3 Ways to Achieve Zero Tropical Deforestation by 2020
This post was co-authored with Carita Chan, an intern with WRI's forests initiative.
As the crisis of tropical deforestation reaches a new level of urgency due to forest fires raging in Indonesia, an important question is how can the world satisfy the growing demand for forest products while still preserving forest ecosystems? This week, some of the world’s largest companies will join U.S. and Indonesian government officials in Jakarta at the Tropical Forest Alliance 2020 (TFA 2020) meeting to discuss this issue.
The meeting comes three years after the Consumer Goods Forum (CGF), a group of the world’s 400 largest consumer goods companies from 70 countries, announced their commitment to source only deforestation-free commodities in their supply chains and help achieve net-zero deforestation by 2020. The TFA 2020, a public-private partnership established in 2012 at the Rio+20 Summit, aims to provide concrete guidance on how to implement the forum’s pledge. The CGF pledge could significantly influence the way these commodities are produced: The group boasts combined annual sales of more than $3 trillion, and includes leading brands such as Unilever, Johnson & Johnson, Walmart, and IKEA. The TFA 2020 meeting will discuss a number of ways that the GCF can achieve its goal and push the industry as whole. A few of the most significant include:
1. Degraded Lands
One of the most pressing issues in Indonesia is the clearing of primary forest and peat land for agricultural expansion. Analysis done by WRI finds that there are ample opportunities to shift agribusiness development onto already-cleared degraded lands, which are low in stored carbon and biodiversity. This concept has gained traction, yet questions remain about how to define degraded lands, as well as the challenges and opportunities to developing such lands.
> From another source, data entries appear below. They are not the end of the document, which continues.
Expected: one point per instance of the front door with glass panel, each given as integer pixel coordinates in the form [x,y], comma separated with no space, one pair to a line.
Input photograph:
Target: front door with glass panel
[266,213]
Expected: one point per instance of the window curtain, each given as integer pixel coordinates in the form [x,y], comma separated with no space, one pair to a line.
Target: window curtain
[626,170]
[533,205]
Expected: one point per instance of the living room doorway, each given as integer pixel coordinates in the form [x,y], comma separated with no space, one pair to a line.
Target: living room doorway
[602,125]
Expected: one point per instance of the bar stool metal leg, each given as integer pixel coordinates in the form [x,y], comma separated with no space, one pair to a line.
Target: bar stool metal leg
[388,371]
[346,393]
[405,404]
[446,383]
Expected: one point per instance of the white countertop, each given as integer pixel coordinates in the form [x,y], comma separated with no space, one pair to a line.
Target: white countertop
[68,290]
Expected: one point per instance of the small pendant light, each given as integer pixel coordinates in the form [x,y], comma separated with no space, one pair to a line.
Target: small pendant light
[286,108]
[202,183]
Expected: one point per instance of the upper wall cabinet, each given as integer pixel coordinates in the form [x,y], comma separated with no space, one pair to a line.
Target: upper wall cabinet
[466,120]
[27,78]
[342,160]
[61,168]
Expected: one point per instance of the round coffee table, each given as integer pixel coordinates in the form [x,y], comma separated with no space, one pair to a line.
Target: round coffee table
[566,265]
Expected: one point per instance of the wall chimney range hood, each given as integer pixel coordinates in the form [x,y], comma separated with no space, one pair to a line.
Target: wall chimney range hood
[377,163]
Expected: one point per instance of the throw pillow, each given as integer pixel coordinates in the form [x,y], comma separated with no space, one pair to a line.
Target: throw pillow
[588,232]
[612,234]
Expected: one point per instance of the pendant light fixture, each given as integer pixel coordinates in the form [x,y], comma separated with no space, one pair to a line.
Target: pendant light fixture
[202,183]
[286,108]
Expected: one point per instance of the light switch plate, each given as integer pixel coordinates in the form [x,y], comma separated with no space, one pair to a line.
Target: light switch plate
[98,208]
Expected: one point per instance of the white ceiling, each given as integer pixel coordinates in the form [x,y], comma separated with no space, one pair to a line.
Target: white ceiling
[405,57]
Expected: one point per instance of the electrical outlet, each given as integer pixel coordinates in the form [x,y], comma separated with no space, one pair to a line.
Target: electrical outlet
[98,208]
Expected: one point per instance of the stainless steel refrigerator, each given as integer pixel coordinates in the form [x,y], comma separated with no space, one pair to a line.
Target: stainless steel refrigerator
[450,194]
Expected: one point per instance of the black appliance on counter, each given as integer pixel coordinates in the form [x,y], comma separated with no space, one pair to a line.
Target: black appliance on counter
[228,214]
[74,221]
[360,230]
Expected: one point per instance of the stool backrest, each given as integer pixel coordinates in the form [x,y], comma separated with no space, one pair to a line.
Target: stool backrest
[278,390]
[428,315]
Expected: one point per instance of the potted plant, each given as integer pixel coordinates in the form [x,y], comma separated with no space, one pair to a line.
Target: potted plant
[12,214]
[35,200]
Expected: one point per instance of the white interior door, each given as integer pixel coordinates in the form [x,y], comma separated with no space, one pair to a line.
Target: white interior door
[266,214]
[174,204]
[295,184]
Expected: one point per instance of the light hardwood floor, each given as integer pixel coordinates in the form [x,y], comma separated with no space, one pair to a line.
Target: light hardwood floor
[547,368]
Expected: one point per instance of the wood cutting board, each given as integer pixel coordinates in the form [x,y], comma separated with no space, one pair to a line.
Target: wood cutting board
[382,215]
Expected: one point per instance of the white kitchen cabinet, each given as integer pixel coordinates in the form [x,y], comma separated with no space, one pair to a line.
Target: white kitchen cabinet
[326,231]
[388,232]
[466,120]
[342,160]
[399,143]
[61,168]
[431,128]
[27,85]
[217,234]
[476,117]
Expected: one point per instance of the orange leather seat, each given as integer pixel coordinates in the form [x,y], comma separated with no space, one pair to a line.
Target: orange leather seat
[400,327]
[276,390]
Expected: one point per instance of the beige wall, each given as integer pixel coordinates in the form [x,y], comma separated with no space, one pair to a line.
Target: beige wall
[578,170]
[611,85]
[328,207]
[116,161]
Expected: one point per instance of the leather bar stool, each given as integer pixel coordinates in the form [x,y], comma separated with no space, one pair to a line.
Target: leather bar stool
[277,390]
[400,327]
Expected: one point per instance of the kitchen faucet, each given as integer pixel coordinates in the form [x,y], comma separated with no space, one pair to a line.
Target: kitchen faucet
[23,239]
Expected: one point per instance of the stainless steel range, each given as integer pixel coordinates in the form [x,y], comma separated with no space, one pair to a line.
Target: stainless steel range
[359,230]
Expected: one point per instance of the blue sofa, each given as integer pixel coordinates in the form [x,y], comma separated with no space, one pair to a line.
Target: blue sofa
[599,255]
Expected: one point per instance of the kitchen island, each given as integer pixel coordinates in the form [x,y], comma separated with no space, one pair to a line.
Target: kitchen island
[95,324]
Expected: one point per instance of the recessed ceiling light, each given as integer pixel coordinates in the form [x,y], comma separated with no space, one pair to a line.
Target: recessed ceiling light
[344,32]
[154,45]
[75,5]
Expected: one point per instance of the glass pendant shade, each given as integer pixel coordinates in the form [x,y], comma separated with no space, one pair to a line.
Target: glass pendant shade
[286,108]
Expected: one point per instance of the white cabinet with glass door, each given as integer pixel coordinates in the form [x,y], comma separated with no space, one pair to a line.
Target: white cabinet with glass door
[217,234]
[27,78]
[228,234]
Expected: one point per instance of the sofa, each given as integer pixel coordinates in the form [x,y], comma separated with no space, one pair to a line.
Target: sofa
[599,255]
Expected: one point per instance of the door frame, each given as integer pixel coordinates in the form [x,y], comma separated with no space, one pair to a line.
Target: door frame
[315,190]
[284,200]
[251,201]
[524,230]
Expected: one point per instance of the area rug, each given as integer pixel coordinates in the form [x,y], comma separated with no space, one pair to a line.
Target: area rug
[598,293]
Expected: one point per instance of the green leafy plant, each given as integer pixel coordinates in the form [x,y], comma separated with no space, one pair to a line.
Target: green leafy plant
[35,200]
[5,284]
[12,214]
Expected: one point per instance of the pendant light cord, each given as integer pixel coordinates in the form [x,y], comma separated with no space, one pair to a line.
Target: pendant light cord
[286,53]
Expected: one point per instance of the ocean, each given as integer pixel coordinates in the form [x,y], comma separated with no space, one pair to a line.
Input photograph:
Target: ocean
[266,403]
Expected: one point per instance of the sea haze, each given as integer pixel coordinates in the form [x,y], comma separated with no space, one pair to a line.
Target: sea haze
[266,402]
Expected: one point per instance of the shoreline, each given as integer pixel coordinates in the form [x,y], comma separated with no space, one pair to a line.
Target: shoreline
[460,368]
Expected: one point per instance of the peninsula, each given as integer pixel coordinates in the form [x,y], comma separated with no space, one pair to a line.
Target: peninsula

WRI and its partners work to identify degraded lands suitable for palm oil production, using biophysical, economic, social, and legal criteria. We have piloted our research method in the island of Kalimantan, Indonesia. Our results indicate that there are potentially 14 million hectares of degraded land in Kalimantan alone that would be suitable for palm oil development. This is a tremendous opportunity to fulfill commodity production goals while respecting the CGF’s zero-deforestation commitment.
Since 2010, Indonesia’s President Susilo Bambang Yudhoyono has stated his commitment to utilize degraded lands for commodity expansion, which has sparked initial interest among the palm oil industry and helped inform government policies around this topic. Multi-stakeholder groups such as the Roundtable on Sustainable Palm Oil (RSPO) have also issued guidance on how to expand the palm oil crop without further forest conversion.
2. Forest Monitoring
Commodity producers pledging zero-deforestation can also take advantage of recent technological breakthroughs in forest monitoring and satellite technologies. These technologies can boost transparency throughout corporate supply chains. Tools such as the Forest Cover Analyzer, Eyes on the Forest, and the soon-to-be-launched Global Forest Watch 2.0 enable anyone with an Internet connection to see when and where forest cover change occurs in a given area. The Indonesian government also has various forest monitoring initiatives in different agencies.
During last week’s smog haze, for example, WRI published data suggesting that Indonesia’s fires may be linked to land-clearing by the country’s biggest commodities, wood pulp and palm oil. This is not a new trend – there is a growing global demand for both substances, and in the past, production has often come at the expense of forests. Estimates show that 57 percent of Indonesia’s deforestation is attributable to clearing for palm oil plantations, with another 20 percent comes from pulp and paper. The ability to rapidly pinpoint exactly when and where forest fires happened and determine who is responsible is unprecedented. These innovations help governments, companies, and civil society quickly and effectively measure and reduce deforestation.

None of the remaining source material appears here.